Baseball commissioner Bud Selig said his pursuit of drug offenders is not a "retribution thing."
Baseball commissioner Bud Selig said his pursuit of drug offenders is not a "retribution thing." (Associated Press, file)
Posted: July 18, 2013

NEW YORK - One of the most powerful men in baseball was wheeled to the front of the ballroom. A microphone was lowered to his height. Michael Weiner, the executive director of the players union, cannot walk. He cannot use the right side of his body. A tumor in his brain will kill him.

It has not yet robbed him of his ability to speak, or to fight for his constituency in what promises to be tumultuous months ahead. Major League Baseball is finalizing its Biogenesis investigation, one that commissioner Bud Selig described as "aggressive." He said those words from the very spot where Weiner spoke.

For nearly an hour Tuesday, Weiner spoke at the All-Star Game to the Baseball Writers' Association of America with the left side of his mouth. He said Selig's people were not "forthcoming" at all times. He vowed that the union will contest every possible suspension levied by baseball. He talked of searching for "beauty, meaning, and joy" in every day of his expiring life.

He paused. Then, he smiled.

"Any questions," Weiner said, "about anything not related to Biogenesis or brain cancer?"

Both sides are preparing for a contentious process. The union expects to meet with the commissioner's office next month to negotiate the punishments. Weiner predicted the litigation on the suspensions will extend into the winter.

If MLB announces the names of the suspended players, which it is entitled to do before an appeals process, it does not mean the suspensions will immediately activate. The suspensions can be of any length because they do not fall under the Joint Drug Agreement for positive tests.

"In theory, they could be suspended for five games or 500 games," Weiner said.
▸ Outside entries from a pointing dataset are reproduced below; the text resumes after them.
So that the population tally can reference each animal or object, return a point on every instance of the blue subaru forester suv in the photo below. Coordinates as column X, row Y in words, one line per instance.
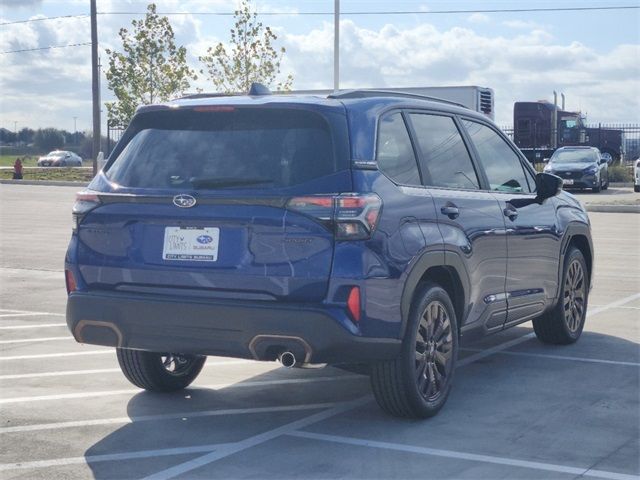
column 365, row 229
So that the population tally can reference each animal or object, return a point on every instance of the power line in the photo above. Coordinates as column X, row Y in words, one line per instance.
column 355, row 13
column 42, row 19
column 398, row 12
column 46, row 48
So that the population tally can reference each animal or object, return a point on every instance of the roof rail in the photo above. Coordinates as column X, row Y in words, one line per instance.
column 389, row 93
column 207, row 95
Selig said his pursuit of the performance-enhancing-drug offenders is not "some sort of retribution thing." He said the investigation is thorough. "It's a tribute to what we're trying to do," Selig said.
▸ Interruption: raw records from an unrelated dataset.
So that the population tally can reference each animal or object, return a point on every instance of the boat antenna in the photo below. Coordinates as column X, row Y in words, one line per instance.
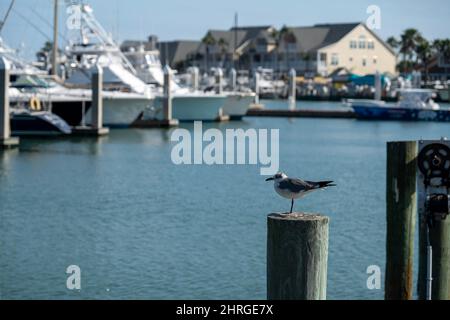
column 236, row 22
column 2, row 22
column 55, row 39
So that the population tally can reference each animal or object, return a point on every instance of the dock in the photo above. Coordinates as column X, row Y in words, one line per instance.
column 301, row 113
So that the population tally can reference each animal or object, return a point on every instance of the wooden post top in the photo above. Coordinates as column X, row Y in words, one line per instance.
column 298, row 216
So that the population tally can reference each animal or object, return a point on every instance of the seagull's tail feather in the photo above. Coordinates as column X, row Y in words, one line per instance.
column 325, row 184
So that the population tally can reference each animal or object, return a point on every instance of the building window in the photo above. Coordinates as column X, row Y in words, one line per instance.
column 334, row 59
column 362, row 42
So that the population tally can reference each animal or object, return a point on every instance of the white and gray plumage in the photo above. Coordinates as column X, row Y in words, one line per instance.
column 292, row 189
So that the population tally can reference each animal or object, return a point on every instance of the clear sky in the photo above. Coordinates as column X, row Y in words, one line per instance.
column 189, row 19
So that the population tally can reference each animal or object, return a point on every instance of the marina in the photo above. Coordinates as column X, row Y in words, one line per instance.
column 140, row 168
column 81, row 215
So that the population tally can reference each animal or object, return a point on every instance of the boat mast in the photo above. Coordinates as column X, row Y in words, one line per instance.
column 235, row 58
column 2, row 23
column 55, row 39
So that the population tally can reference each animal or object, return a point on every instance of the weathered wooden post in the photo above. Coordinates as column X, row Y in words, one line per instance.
column 233, row 79
column 97, row 99
column 194, row 78
column 297, row 256
column 256, row 76
column 96, row 129
column 401, row 201
column 219, row 81
column 167, row 93
column 292, row 89
column 378, row 86
column 6, row 141
column 440, row 267
column 434, row 229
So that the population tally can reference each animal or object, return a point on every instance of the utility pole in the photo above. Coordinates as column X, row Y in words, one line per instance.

"Our players that deserve the suspensions, we'll try to cope with their suspensions," Weiner said. "Our players that don't deserve suspensions, we will argue that they don't deserve a suspension. And I hope we have success. We may not have success on every single player, but I hope we have a fair amount of success."
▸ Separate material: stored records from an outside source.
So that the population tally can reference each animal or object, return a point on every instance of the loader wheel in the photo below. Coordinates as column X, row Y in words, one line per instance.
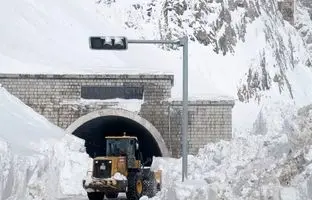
column 135, row 186
column 150, row 185
column 95, row 195
column 112, row 195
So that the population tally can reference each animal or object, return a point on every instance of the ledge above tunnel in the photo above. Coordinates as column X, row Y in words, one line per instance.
column 95, row 126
Adding to the turmoil is Weiner's health. The union will appoint a deputy executive director within the next two weeks. Weiner said Donald Fehr and Gene Orza would not return to roles in the organization.

The union will advocate that the names of the suspended players remain confidential until the arbitration process is complete. Cases would not be heard before September, Weiner said. But there is a provision in the collective bargaining agreement that allows MLB to announce suspensions before the appeals if the cases are public knowledge.

"This is proving the system works," Phillies pitcher Cliff Lee said. "Guys are getting caught. You are not getting away with it any longer. It's not like it's a lingering issue. It's proven that we have taken care of the issue, and if you do it, no matter who you are, you are going to get in trouble and suspended and everybody is going to know.

"To me it is a good thing. I hope anyone that does steroids or anything like that who are cheating the game, I hope they get caught and suspended, and that is the way it should be."